In 2019, the Saints went to OT once again, this time in the wildcard round against the 8-point underdog Vikings, again at home. They did not win the toss this time, and the Vikings scored a TD on their first possession in OT. What'd you do, Sean Payton?


Agreed, Sean.

From a local Philadelphia perspective, you know how that Phillies World Championship feels like it was a long time ago? Well, the Saints' Super Bowl win only happened like 14 months more recently than that.

And oh by the way, Drew Brees turns 41 next week.


Eagles: The Eagles scratched and clawed their way into the playoffs, but at no point during the season did they ever look anything close to Super Bowl contenders, even at their highest points of the season. Their three biggest problems in 2019 were as follows (in whatever order you prefer):

  1. Injuries.
  2. A slow, boring offense with bad receivers that could not threaten opposing defenses down the field.
  3. Defensive backs who could not prevent opposing offenses from making big plays down the field.

Yes, the Eagles have Doug Pederson and Carson Wentz, which is one of the best head coach - quarterback combos in the NFL, and as a result, they have something to build around. However, they have the second-oldest roster in the NFL, and their last three drafts have not produced enough in the way of players that the fan base can be excited about.

Looking ahead, the Eagles have a first-place schedule, a boatload of holes to fill, and there's a risk of many of their best players all beginning their declines at once. They have not done a good job staying atop the NFC after they were very clearly the best team in the conference (and the league, for that matter) in 2017.
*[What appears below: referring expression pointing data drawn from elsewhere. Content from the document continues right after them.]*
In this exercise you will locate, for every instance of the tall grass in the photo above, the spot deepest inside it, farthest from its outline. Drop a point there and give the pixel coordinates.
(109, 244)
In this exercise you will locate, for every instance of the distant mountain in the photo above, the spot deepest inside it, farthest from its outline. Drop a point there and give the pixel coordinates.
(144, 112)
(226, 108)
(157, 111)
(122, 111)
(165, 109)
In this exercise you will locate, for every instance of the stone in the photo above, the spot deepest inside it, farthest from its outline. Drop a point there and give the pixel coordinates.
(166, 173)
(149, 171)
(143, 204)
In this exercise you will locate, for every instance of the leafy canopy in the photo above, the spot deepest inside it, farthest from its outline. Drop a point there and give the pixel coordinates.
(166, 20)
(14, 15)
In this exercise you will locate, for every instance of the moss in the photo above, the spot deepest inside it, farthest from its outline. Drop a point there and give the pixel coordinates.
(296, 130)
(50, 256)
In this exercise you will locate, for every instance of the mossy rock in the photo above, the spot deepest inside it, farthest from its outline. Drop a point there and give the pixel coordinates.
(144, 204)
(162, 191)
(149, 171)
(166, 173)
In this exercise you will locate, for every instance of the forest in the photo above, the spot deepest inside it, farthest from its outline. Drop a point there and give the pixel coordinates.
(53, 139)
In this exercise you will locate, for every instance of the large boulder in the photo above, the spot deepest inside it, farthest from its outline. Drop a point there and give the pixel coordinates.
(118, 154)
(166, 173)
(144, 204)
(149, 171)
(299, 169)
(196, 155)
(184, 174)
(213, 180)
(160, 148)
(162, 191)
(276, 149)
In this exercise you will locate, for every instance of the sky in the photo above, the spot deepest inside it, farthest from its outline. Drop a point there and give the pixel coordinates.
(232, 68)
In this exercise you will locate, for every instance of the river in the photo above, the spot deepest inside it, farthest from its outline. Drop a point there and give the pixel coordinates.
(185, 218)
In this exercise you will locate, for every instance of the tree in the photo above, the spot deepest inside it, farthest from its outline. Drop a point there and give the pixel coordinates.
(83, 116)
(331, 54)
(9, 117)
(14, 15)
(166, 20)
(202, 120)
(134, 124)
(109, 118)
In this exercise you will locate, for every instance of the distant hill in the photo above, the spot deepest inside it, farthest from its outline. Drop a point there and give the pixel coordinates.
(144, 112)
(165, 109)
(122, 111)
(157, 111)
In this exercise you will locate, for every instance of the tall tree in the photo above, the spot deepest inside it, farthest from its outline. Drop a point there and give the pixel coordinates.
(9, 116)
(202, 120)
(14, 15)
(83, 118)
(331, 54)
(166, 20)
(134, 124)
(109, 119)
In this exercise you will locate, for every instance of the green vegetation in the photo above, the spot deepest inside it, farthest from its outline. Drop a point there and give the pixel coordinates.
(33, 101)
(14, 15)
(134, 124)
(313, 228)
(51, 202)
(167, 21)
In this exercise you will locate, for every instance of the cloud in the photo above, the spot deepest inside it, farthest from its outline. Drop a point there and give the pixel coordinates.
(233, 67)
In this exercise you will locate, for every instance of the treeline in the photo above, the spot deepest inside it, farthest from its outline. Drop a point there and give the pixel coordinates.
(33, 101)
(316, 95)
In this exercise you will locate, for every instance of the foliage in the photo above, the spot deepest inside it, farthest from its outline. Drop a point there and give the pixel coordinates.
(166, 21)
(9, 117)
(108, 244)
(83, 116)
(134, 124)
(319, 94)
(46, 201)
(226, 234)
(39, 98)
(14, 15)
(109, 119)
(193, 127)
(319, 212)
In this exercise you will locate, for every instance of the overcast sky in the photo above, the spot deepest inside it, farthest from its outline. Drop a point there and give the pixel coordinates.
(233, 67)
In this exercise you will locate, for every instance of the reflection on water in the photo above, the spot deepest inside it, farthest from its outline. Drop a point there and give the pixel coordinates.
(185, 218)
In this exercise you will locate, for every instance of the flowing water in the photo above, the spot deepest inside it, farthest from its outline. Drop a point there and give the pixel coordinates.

Hierarchy (we'll keep it brief this week)


4) Seahawks: A cheap shot knocked out Carson Wentz, and the Seahawks still needed 59 minutes to put the injury-devastated Eagles away. Russell Wilson is awesome, but this roster as a whole is fraudulent.


3) Vikings: I'll forgive this because Kirk Cousins took out the reprehensible Saints.


2) Packers: The Packers closed the season on a very shaky note, nearly losing to the Lions in a game that they badly needed. And yes, the Packers are coming off their bye, but they also got smoked by the Niners 37-8 when they came off their bye during the regular season.


1) 49ers: It's really falling into place nicely for the 49ers, who are coming off their bye, and have the added advantage of facing a Vikings team that has to travel on a short week of rest. If the Niners get past the Vikings, they'll then host either the Packers or Seahawks, a couple of teams with rosters that really aren't all that scary. They picked the right year to become serious contenders.